= Bhurban Accord =

Bhurban Accord (also known as the Murree Declaration) was a political agreement signed by two of Pakistan's biggest political powers, the Pakistan Peoples Party (PPP) and the Pakistan Muslim League (Nawaz) (PML-N) and was signed by co-chairman of the PPP Asif Ali Zardari and PML-N leader Nawaz Sharif. It was signed on 8 March 2008 at PC Bhurban, in the province of Punjab.

==Accord details==
The Bhurban Accord had one primary goal. The deposed judges, sacked under President of Pakistan Pervez Musharraf when he imposed emergency rule within the country on 3 November 2007, are to be reinstated within 30 days of the new coalition government. The original date for the judges to be restored was 30 April 2008 but after no decision on which basis both the PPP and the PML-N could bring back the judges collapsed, Nawaz Sharif announced a new date on 12 May 2008. As the deadlock expired, Nawaz Sharif met with Asif Ali Zardari in London on 11 May 2008 in the final set of discussions on how to resolve the deadlock, with no effective decision made, upon his return to Islamabad, Mr. Sharif announced that his federal ministers would leave the federal government tomorrow {13 May 2008} and effectively left the coalition government. Asif Zaradari has yet to comment on the situation.

The political acumen of the twice Prime Minister of Pakistan Nawaz Sharif could not peep deep inside the shrewd Zardari while signing the declaration wherein: firstly as per clause 2, the judges were to be restored through a parliamentary resolution. Secondly, no methodology was given for disposal of the then sitting CJ Abdul Hameed Dogar and his colleague judges.

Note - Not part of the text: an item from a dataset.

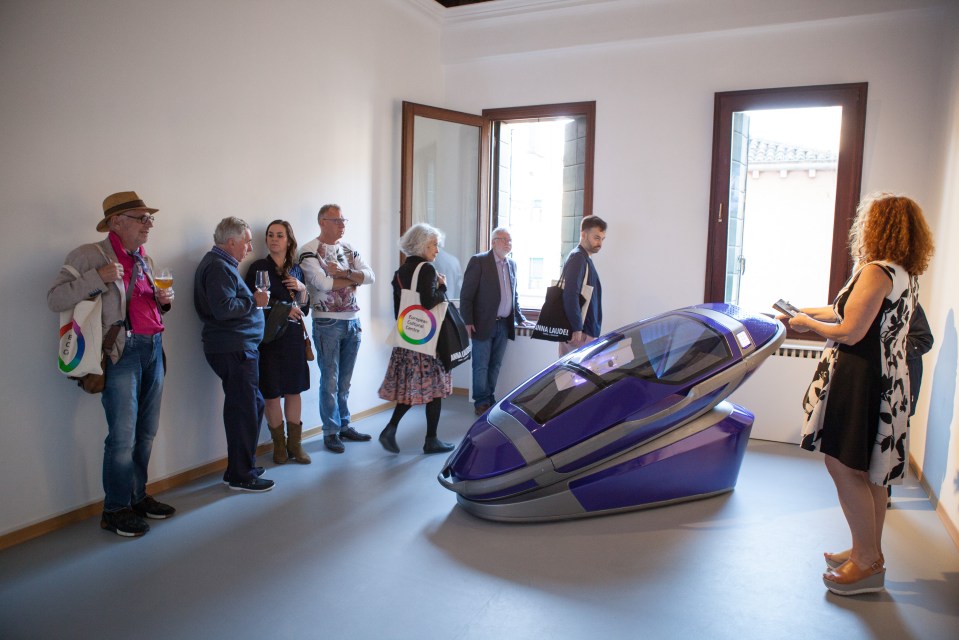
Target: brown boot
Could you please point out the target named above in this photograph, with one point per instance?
(280, 455)
(293, 447)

Both these things back-fired due to incompetence of the PML(N)'s advisors. When the matter got delayed, the PPP's own think tank, Barrister Aitzaz Ahsan and the then president Supreme Court Bar Association (SCBA), while addressing a press conference at Quetta on 1 April 2008 said that conspiracies were being hatched at the presidency against the Murree Declaration. It was contended that:

"The Murree accord was signed in the larger interest of the country. It guarantees independence of the judiciary and reinstatement of deposed judges. The legal fraternity did not want confrontation among institutions. Lawyers' Movement stands for strengthening of the institutions which have been weakened by former dictators [Gen Musharraf but still he was in Presidency] just to serve their personal interests. The cases of sitting judges would be decided on merit and that there would be no judicial crisis after the reinstatement of deposed judges".

==Text of the accord==

1 – Allied parties, the Pakistan Peoples Party and the Pakistan Muslim League (N) resolve to form a coalition government for giving a practical shape to the mandate, which was given to the democratic forces by the people of Pakistan on 18 February 2008.

2 – This has been decided in today's summit between the PPP and the PML (N) that the deposed judges would be restored, on the position as they were on 2 November 2007, within 30 days of the formation of the federal government through a parliamentary resolution.

3 – The parties agreed that all allied parties would fully support the candidate for the position of the prime minister, nominated by the PPP. The PML (N) suggested that the candidate for prime minister should be such person who can take ahead the common agenda of the allied parties.

4 – The parties agreed that the speaker and the deputy speaker of the national assembly would be from the PPP while the speaker and the deputy speaker of the Punjab assembly would be from the PML (N).

5 – Both the parties agreed that the PML (N) would be a part of the federal government while the PPP would be a part of the Punjab government.

6 – This is the solid opinion of the leaderships of both the parties that the allied parties are ready for forming the governments and the sessions of the national and provincial assemblies be summoned immediately.

== 2008 election results, and coalition possibility ==

The idea of coalition government came when the PPP and the PML-N won the biggest seats in the 300-seat Parliament of Pakistan, the elections were set to be held on 8 January 2008 but were postponed until 18 February 2008 due to the assassination of former Pakistani PM Benazir Bhutto, after the elections were conducted in a peaceful manner, within the country of Pakistan, and the overall results showed that the PPP had won 93 seats with the PML-N winning 70 seats, and in total winning a number of 163 seats, and has the majority of the seats. After widespread speculation of the two parties forming a coalition government, it was finally announced on 30 February 2008, 18 days after the elections, that both parties were discussing a coalition government. Before the assassination of Ms Bhutto, she and Nawaz Sharif were discussing a coalition if they won the elections that were held supposed to be in on 8 January but no official agreement was reached. For the first time speaking after the accord was signed, Pervez Musharraf said that his government should keep personal vendettas aside, and keep politics aside, and had no problem working with a government that the people had elected.